Thrombocytosis (throm-boe-sie-TOE-sis) may also, less commonly, be caused by a blood and bone marrow disease. When caused by a bone marrow disorder, thrombocytosis is called autonomous, primary or essential thrombocytosis, or essential thrombocythemia.
Your doctor may detect thrombocytosis in routine blood test results that show a high platelet level. If your blood test indicates thrombocytosis, it’s important to determine whether it’s reactive thrombocytosis or if you have essential thrombocythemia, which is more likely to cause blood clots.

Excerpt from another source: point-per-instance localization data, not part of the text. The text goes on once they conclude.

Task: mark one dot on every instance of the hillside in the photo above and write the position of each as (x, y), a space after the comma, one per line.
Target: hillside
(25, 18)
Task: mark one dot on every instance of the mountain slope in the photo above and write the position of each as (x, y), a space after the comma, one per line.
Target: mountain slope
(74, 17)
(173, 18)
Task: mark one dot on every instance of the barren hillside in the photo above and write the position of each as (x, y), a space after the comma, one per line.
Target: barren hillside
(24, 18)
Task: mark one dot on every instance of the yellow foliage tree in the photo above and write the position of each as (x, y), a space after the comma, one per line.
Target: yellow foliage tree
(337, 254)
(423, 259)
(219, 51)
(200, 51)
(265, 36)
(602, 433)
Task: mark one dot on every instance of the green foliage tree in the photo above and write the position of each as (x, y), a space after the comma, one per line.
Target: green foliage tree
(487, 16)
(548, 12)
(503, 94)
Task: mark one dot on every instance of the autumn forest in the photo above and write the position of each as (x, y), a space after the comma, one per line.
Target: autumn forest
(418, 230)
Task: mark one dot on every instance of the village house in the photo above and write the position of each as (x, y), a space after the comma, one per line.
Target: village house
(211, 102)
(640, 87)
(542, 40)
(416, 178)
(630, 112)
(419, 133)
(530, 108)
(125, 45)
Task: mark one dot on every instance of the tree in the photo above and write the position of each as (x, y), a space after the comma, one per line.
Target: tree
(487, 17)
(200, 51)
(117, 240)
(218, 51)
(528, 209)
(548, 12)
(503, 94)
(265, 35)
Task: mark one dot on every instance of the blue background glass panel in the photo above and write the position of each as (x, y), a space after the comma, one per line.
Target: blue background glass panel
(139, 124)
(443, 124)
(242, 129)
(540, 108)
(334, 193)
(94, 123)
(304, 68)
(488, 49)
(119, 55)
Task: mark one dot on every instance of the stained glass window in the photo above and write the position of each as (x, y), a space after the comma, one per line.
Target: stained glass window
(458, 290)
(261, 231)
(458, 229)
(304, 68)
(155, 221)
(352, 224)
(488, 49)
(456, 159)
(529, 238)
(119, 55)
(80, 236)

Bone marrow — spongy tissue inside your bones — contains stem cells that can become red blood cells, white blood cells or platelets (thrombocytes). Platelets stick together, helping blood to form a clot that stops bleeding when you damage a blood vessel, such as when you get a cut. A normal platelet count ranges from 150,000 to 450,000 platelets per microliter of blood.
If you have thrombocytosis caused by a bone marrow disorder (essential thrombocythemia), your bone marrow overproduces the cells that form platelets (megakaryocytes), releasing too many platelets into your blood. In essential thrombocythemia, there is a much higher risk of clotting or bleeding complications. Therefore, if your blood test results reveal a high platelet count, it’s important for your doctor to determine whether you have essential thrombocythemia or reactive thrombocytosis.
Reactive thrombocytosis causes include:
- Acute bleeding and blood loss
- Allergic reactions
- Chronic kidney failure or another kidney disorder
- Heart attack
- Coronary artery bypass
- Infections, including tuberculosis
- Iron deficiency
- Vitamin deficiency
- Removal of your spleen
Hemolytic anemia — a type of anemia in which your body destroys red blood cells faster than it produces them, often due to certain blood diseases or autoimmune disorders
- Inflammation, such as from rheumatoid arthritis, celiac disease, connective tissue disorders or inflammatory bowel disease
- Major surgery
Medications that can cause reactive thrombocytosis include:
- Epinephrine (AUVI-Q, EpiPen, others)
- Tretinoin (Retin-A, Renova, others)
- Vincristine Sulfate (Marqibo Kit)
- Heparin sodium
Reactive thrombocytosis rarely causes symptoms. More often, signs and symptoms relate to the underlying condition. If symptoms of reactive thrombocytosis do occur, they may include:
- Dizziness or lightheadedness
- Chest pain
- Temporary vision changes
- Numbness or tingling of the hands and feet
When to see a doctor
Because thrombocytosis isn’t likely to cause symptoms, you probably won’t know you have the condition unless a routine blood test reveals a higher than normal number of platelets. If your blood test results show a high platelet count, your doctor will try to determine the reason.